Britain’s sugar industry owes its existence to a period of poor European relations. When the British Navy blockaded Napoleon’s ports, the French leader experimented by growing sugarbeets to feed his people. The industry was so successful that it later spread across the Channel.
Brexit negotiations will hopefully be carried out in a more friendly spirit, but they offer opportunities and raise risks with which policymakers are only just beginning to grapple. The British beet sugar industry is a prime example of the complex issues involved. When Britain leaves the EU, it will have the ability to set its own trade policies on a great many issues – sugar included. At a dinner at The Spectator’s offices, sponsored by British Sugar, a group of policymakers, MPs and journalists sat down to discuss the issues at stake.
Britain’s home-grown sugar industry is highly successful. Sugarbeet is grown in Britain and processed in four advanced manufacturing plants belonging to British Sugar, a subsidiary of Associated British Foods, supplies about 50 per cent of the UK’s demand for sugar. The industry supports 9,500 jobs in the UK economy and does not require subsidy: its plants are among the most efficient in the world. Besides sugar, the industry produces animal feed, electricity and bioethanol – a bio fuel added to petrol.
Current EU policy impacts on the sugar industry in several ways. While there are no subsidies specifically for sugarbeet production, farmers growing it do benefit from the EU Single Farm Payment which is paid to landowners based on their land area kept in agricultural condition. Currently, the EU still operates a highly regulated sugar regime, with a quota system which limits production country by country, and minimum beet prices. However, in October, the EU is removing these quotas and minimum prices (a move which has nothing to do with Brexit). Also, sugar imports into the EU are subject to tariffs. Brazilian producers, for example, pay 98 euros per tonne they import to the EU. If they exceed a set quota, this rises to the WTO level of 339 euros per tonne. Britain’s sugar importers argue that this is an unfair protectionist barrier that means consumers pay more. The exception to the tariffs, under EU rules, is sugar from the Least Developed Countries (LDC), which are allowed to export sugar to the EU tariff-free. In some of these countries sugar cane farmers are dependent on the UK for up to 90 per cent of their sales.

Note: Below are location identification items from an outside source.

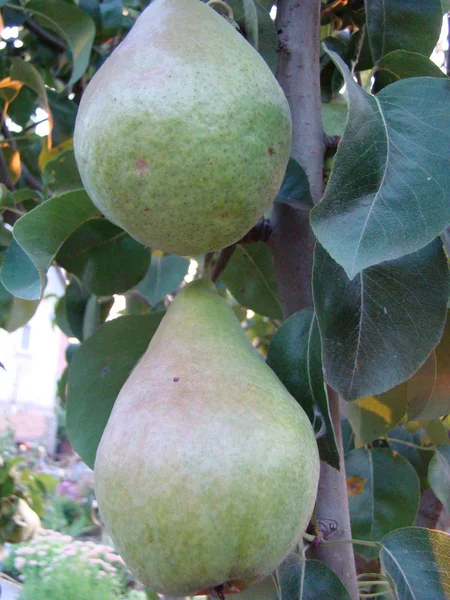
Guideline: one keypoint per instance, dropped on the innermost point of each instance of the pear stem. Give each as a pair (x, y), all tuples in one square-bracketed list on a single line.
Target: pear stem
[(222, 261), (224, 5), (207, 265)]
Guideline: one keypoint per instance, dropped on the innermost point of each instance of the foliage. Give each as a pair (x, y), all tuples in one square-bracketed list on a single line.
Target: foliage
[(21, 489), (51, 552), (68, 516), (380, 280), (71, 582)]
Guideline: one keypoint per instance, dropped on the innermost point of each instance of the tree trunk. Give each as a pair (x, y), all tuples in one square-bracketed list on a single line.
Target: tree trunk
[(292, 241)]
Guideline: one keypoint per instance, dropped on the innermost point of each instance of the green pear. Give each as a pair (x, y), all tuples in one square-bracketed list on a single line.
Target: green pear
[(207, 471), (183, 135)]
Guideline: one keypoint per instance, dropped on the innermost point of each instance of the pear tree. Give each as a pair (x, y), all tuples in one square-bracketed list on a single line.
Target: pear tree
[(263, 189)]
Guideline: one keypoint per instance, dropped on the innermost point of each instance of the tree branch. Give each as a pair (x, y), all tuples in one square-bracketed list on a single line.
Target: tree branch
[(332, 507), (51, 41), (292, 243)]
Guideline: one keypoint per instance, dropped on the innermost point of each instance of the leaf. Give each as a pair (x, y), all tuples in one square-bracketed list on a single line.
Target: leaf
[(417, 560), (61, 174), (19, 275), (27, 73), (379, 328), (439, 475), (435, 433), (250, 277), (265, 34), (394, 25), (373, 416), (20, 313), (295, 189), (163, 277), (105, 258), (401, 64), (383, 491), (419, 459), (300, 579), (72, 24), (267, 37), (6, 198), (13, 164), (96, 311), (41, 233), (97, 372), (334, 117), (429, 388), (295, 356), (389, 191), (76, 299)]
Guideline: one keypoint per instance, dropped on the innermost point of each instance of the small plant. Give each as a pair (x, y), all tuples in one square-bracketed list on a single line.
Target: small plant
[(51, 551), (73, 582), (21, 494)]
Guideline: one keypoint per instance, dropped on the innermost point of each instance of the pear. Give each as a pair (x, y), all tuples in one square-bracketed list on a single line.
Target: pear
[(182, 137), (207, 470)]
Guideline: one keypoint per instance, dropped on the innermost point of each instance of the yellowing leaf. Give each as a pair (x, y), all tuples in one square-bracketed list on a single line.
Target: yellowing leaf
[(48, 154)]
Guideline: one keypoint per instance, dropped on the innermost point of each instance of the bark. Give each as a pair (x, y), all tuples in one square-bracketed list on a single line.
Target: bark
[(298, 24)]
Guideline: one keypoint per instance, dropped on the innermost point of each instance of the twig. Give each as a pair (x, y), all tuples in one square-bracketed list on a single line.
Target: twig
[(33, 125), (51, 41), (4, 173), (410, 444), (222, 261)]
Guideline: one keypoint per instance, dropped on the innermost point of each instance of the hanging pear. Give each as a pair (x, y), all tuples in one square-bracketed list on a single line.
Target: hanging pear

So what to do after Brexit? Britain will be able to choose either to liberalise its food markets or to maintain some form of protection. We could abolish agricultural subsidies and open our markets to some countries in return for access to theirs. Paul Kenward, Managing Director of British Sugar, is confident that his business can compete – on equal terms – with anyone in the world. What he fears, though, is what he calls ‘dumping’. Brazil, for example, developed a huge sugarcane industry so that it could reduce its dependence on foreign oil producers – much of the sugar it produces is turned into bioethanol to power road vehicles. When oil prices fall it can mean large quantities of surplus sugar, and the trouble is that a Britain without any import tariffs on sugar would be left vulnerable to this, almost alone in the world.